After the announcement, Dougall said “I look forward to bringing more accountability to the state budget and providing more transparency in government under Aimee’s leadership. Her 25 years of local government experience will be invaluable as we tackle the important challenges of growth, economic development, and education. She is a principled leader who has the vision and leadership to propel Utah forward.”

John lives in Highland with his wife Sandy and is the father of three children. 

Burningham and Hughes still undecided on picks for Lieutenant Governor 

Gubernatorial candidates, Provo entrepreneur Jeff Burningham and former Utah House Speaker Greg Hughes have not announced their running mates yet. When asked if their picks would be announced soon, Burningham said, “I think so, I even met with a few potential candidates today.” Hughes had a similar response saying “I will have one announced by the Convention. I want to choose a strong conservative that sees the role of government like I see it.” 

Herbert eases signature-gathering requirements ahead of April deadline

The effects of the Coronavirus pandemic have altered people’s lives in countless ways the past few weeks, including the normal Utah election process. Late last week, Governor Herbert took executive action to alter the way candidates can earn a spot on the June primary ballot, by allowing signatures to be collected electronically through email or fax. 

Candidates for elected office can ensure a spot in the primary election by advancing in their political party’s nominating convention or by gathering enough signatures from eligible voters. Before Herbert’s executive order, each signature needed to be personally witnessed by the person requesting the signature.

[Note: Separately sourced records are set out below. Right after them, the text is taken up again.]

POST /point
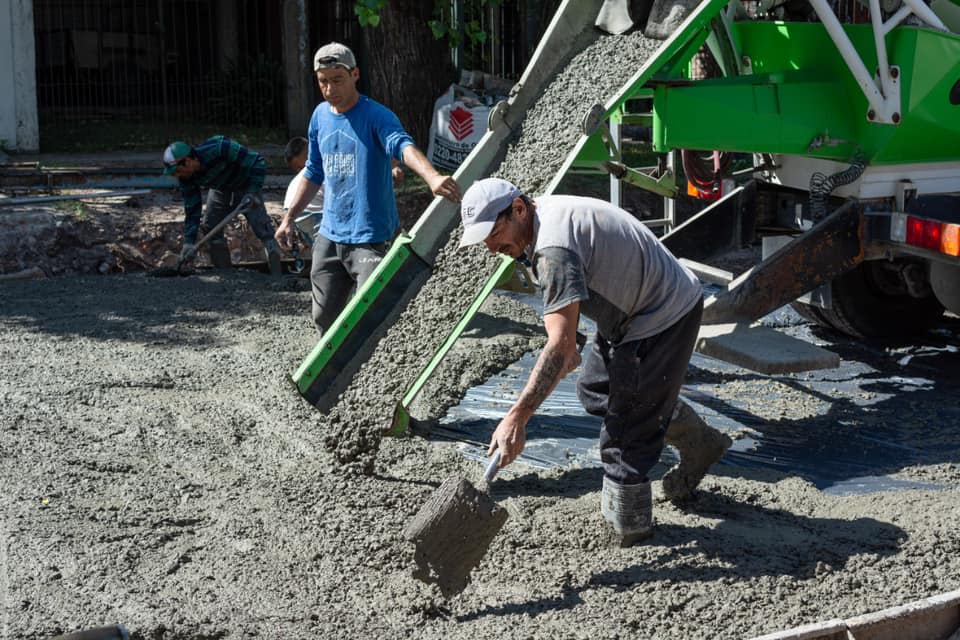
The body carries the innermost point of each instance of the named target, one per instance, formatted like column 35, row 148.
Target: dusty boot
column 219, row 255
column 629, row 510
column 699, row 444
column 272, row 249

Witnessing signatures and going door to door in the traditional way wouldn’t be complying with current social distancing advisements. 

“By easing the requirements of the signature-gathering process, but requiring that signatures be verified by the State after submission, this order strikes the appropriate balance in preserving a signature-gathering path to the ballot, even as Utahns follow orders and recommendations regarding social distancing,” said Herbert in a written statement after signing the executive order. 

The executive order came after a tweet by former Governor and 2020 candidate, Jon Hunstman, “When everything has been upended with #COVID–19, we too need to change how we proceed to make sure it’s a fair & honest primary. In a national emergency, it’s imperative that the governor’s office preserves our democracy.” tweeted Huntsman. 

Two candidates in the gubernatorial race, Spencer Cox and Thomas Wright had already qualified for the ballot by submitting the 28,000 needed signatures before Herbert’s executive order. Candidates have until April 10th to submit the required number of signatures.